Terry Pratchett – L’humour potache ne suffit pas

 

La Huitième Couleur (The Colour of Magic – 1983)

Le Huitième Sortilège (The Light Fantastic – 1983)

Deux romans de Terry Pratchett in Les Annales du Disque-monde

Traduction Patrick Couton

Éditions L’Atalante

 

Sur le papier, Terry Pratchett avait tout pour plaire ; de l’Heroic Fantasy détournée et malmenée, de l’humour anglais bien trempé, une œuvre au long cours vénérée par des lecteurs idolâtres (34 volumes composent Les Annales du Disque-monde), une reconnaissance internationale, bref un monument qui met presque tout le monde d’accord. Presque.

Et pourtant, ça partait plutôt bien dans le registre parodique : dans un ensemble lointain de dimensions récupérées à la casse, dans un plan astral nullement conçu pour planer, les tourbillons de brumes stellaires frémissent et s’écartent… devant la Grande A’Tuin, tortue démesurée et prodigieuse, qui porte un fardeau composé de quatre éléphants géants. Sur leurs épaules pachydermiques, repose le disque du Monde. Un monde plat, entouré d’une mer qui tombe dans le vide et piqué en son Moyeu d’une aiguille de glace verte ; au sommet de cette aiguille s’ouvre le royaume des dieux querelleurs. Pour passer l’éternité, les dieux du Disque s’amusent et jouent avec le destin des mortels, en les lançant dans des aventures croquignolesques. Il y a de quoi faire, entre les magiciens, les héros musculeux, les trolls, les dragons, les dryades, les diablotins, les épées cabotines, les monstres tentaculaires et la grande Faucheuse, très à cheval sur la ponctualité des horaires des décès prévus.

Dans ce monde foutrarque, surgit un intrus, un petit binoclard venu du continent Contrepoids : flanqué d’un Bagage hargneux, Deuxfleurs, premier touriste à poser le pied sur le Disque-monde, est las de sa vie de scribouillard dans une compagnie d’assurances. Lui, rêve naïvement d’aventures, de bagarres de tavernes, de coupe-gorges terrifiants, et s’extasie comme un adolescent devant les exploits des héros Hrun le Barbare, Bravd l’Axlandais ou Heric Blanchelame. Pour le protéger dans ses pérégrinations, les autorités lui mettent dans les pattes Rincevent, mage raté, ancien étudiant de l’Université de l’Invisible, la faculté de magie dont le campus transcendant au temps et à l’espace, ne se trouve jamais exactement Ici ni Là.

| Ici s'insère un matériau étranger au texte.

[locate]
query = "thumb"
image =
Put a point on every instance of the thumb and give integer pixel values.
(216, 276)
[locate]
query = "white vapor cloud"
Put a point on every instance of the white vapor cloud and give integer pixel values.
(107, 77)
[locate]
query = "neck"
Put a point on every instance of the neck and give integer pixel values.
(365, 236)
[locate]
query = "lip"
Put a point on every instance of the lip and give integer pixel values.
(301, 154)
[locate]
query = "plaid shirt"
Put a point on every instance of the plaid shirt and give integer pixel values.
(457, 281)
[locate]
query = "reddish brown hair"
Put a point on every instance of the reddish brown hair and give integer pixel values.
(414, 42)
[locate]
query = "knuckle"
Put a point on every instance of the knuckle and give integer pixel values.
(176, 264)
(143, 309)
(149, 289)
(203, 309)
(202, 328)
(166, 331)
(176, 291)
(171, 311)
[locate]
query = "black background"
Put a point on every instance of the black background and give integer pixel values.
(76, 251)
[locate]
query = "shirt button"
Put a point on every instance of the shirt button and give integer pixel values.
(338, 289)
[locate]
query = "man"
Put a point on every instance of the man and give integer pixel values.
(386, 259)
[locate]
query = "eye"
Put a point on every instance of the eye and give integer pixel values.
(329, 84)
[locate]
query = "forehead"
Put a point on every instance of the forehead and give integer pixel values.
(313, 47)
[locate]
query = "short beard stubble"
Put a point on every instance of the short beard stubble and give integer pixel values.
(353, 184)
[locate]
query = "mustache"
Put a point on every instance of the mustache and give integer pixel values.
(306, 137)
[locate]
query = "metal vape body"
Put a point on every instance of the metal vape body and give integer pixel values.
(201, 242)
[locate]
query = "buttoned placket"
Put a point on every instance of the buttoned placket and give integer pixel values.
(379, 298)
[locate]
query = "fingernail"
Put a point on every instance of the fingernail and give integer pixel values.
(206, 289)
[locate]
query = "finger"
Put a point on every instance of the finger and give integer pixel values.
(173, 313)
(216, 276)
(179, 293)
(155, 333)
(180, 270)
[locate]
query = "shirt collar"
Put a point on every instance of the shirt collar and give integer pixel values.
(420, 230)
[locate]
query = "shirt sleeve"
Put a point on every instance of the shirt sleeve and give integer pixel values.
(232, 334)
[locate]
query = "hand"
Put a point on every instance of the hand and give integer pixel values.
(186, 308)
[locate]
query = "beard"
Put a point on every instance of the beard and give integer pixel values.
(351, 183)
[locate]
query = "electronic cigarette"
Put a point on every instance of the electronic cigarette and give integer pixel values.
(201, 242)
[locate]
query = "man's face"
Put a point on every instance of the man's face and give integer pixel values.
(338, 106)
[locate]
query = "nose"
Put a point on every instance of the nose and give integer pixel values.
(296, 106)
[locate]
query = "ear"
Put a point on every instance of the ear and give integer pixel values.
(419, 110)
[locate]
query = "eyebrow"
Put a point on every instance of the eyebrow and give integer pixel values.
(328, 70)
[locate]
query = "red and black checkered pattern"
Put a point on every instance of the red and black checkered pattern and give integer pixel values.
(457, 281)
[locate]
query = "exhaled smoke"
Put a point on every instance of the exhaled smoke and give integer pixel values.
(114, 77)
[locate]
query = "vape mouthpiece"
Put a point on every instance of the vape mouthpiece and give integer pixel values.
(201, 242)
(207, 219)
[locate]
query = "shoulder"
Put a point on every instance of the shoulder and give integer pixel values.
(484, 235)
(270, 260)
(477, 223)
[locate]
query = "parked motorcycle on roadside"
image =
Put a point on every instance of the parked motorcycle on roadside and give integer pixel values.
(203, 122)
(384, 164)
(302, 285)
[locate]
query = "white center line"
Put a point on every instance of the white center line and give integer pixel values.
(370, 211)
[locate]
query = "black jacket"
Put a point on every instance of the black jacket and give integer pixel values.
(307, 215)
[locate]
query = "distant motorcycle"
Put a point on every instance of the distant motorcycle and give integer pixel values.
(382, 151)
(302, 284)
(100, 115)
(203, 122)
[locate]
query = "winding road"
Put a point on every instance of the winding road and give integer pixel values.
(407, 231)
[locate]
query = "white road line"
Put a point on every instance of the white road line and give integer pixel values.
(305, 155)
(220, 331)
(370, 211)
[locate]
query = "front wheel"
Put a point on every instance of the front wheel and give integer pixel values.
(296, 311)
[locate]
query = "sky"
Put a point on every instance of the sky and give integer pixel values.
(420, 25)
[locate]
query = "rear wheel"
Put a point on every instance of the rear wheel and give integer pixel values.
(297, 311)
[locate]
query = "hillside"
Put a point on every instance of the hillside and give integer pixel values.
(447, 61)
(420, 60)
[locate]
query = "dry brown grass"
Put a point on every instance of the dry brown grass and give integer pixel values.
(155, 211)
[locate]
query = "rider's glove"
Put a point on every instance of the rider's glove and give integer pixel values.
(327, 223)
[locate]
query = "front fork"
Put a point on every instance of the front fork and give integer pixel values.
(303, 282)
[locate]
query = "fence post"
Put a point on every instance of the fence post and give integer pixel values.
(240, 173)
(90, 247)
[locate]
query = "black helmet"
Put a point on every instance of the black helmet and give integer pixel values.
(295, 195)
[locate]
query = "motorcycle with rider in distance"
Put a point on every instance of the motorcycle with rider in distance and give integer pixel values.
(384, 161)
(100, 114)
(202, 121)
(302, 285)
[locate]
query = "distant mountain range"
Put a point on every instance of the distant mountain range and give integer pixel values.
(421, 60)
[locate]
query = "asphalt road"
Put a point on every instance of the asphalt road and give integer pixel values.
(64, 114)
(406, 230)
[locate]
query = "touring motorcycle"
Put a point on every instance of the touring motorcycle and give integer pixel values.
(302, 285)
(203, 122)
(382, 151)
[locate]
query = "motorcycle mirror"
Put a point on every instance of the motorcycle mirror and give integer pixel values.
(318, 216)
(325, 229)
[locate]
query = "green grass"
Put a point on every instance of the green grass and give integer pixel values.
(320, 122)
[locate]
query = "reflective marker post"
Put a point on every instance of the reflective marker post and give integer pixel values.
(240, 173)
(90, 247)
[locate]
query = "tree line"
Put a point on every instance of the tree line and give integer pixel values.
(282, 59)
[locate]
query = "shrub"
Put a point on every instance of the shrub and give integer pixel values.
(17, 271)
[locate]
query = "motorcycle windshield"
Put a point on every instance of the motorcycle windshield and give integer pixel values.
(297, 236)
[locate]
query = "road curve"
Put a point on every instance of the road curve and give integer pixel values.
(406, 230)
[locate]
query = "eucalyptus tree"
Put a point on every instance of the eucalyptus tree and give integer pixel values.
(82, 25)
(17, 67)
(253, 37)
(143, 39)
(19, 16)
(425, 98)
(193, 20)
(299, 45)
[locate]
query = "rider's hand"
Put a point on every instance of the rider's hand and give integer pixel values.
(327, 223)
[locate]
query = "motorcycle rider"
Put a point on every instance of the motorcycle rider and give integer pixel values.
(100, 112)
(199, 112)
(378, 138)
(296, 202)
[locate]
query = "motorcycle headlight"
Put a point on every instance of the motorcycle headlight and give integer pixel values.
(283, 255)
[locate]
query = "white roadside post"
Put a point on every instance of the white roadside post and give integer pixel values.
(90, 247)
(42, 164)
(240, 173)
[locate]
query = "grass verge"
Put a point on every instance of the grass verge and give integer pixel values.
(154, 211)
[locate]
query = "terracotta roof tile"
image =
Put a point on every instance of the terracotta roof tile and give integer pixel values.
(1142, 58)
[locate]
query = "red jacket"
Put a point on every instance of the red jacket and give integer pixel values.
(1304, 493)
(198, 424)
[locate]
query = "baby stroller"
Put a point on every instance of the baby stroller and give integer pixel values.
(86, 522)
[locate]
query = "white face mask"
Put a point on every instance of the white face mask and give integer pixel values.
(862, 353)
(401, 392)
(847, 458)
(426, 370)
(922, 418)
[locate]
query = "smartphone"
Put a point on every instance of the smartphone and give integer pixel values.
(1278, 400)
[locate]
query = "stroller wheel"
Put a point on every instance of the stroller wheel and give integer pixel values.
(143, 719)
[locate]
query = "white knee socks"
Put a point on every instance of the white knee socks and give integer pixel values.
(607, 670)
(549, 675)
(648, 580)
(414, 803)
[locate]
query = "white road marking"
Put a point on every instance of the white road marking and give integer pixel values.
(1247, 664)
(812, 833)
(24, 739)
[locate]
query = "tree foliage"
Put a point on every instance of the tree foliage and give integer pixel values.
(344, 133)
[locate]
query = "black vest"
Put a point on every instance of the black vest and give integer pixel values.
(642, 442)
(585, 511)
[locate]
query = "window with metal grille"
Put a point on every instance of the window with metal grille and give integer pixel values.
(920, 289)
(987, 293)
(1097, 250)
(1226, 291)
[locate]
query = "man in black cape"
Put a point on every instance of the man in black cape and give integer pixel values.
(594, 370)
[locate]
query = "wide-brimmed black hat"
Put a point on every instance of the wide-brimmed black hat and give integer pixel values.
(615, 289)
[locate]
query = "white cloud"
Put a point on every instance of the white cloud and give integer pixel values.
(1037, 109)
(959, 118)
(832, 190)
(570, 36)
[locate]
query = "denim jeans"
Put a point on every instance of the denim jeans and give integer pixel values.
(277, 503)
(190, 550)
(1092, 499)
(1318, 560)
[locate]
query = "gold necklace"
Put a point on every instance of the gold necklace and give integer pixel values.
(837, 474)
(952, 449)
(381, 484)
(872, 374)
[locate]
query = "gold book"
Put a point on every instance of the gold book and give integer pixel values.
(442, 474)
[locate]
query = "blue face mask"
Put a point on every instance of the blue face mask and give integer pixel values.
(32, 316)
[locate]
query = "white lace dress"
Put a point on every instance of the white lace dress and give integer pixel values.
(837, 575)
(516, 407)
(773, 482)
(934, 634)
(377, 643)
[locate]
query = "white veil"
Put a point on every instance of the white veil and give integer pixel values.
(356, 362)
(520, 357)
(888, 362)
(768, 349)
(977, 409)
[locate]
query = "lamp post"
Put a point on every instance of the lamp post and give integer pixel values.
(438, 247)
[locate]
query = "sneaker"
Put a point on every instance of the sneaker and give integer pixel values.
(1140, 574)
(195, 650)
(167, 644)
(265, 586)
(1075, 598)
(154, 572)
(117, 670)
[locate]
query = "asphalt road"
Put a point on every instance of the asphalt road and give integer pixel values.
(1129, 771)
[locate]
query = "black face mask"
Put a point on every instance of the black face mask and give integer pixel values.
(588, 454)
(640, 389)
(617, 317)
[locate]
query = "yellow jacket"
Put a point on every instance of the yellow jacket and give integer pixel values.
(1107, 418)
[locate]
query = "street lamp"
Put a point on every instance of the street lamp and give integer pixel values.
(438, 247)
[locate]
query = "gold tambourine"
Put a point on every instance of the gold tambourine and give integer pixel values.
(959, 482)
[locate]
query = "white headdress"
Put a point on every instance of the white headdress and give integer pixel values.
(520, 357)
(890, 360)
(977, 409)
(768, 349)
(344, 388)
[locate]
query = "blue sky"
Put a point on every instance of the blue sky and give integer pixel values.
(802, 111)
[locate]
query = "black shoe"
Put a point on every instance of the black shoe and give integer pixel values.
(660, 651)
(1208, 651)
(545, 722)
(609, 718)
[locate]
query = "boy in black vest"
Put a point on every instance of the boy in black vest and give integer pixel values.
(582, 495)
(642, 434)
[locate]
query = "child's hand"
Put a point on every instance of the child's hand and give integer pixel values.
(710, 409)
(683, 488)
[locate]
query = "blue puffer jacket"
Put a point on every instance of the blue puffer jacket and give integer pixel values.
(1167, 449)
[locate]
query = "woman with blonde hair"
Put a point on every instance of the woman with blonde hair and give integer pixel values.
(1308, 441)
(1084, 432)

Les péripéties de Deuxfleurs et Rincevent, qui se déroulent sur les deux premiers romans de la série, nous font voyager au travers de tout le territoire, à la rencontre de personnages au mieux extravagants, au pire timbrés.

Terry Pratchett s’amuse ainsi à pasticher le genre et les tics de l’Heroic fantasy tout en glissant des petites phrases bien senties, qui fustigent un monde bien plus proche du nôtre qu’il n’était annoncé au départ.

Cependant, cette imagination débordante, ce délire de créativité, ce goût de la parodie, tournent vite à vide, par manque de fil conducteur. Les aventures s’enchaînent de façon décousue sur un tempo tellement rapide que le lecteur semble survoler d’une manière superficielle l’histoire, sans pouvoir s’attacher à la foultitude de personnages qui traversent l’action. En l’absence d’une trame intelligible, d’une progression logique, d’objectifs clairs, on a l’impression de suivre des scénettes chaotiques assemblées de guingois. D’autant que le style laisse un peu à désirer et que j’ai dû, à de nombreuses reprises, relire des phrases mal construites ; le goût de la blague, du bon mot, du calembour (pas toujours très fin) finit par irriter désagréablement car il perturbe la fluidité de l’écriture. Enfin, il est difficile d’entrer dans un monde inconnu quand l’auteur semble allergique à aligner plus de deux lignes de description. Les univers traversés, tellement originaux et surprenants, méritaient que Pratchett prenne le temps de nous les présenter. Or, incapable de donner vraiment vie à son univers, il perd son lecteur lassé dans une surenchère d’emphase, de frénésie et de galéjades au kilomètre, qui finissent par nuire au projet de départ.

On aimerait des moments de pause dans cette asphyxie permanente, un peu d’émotions et de poésie, à l’image de cette tortue stellaire parcourant l’immensité de l’univers, venant de nulle part pour se rendre nulle part, indéfiniment, d’une brasse uniforme, au sein de la bienheureuse fraîcheur des abîmes insondables de l’espace.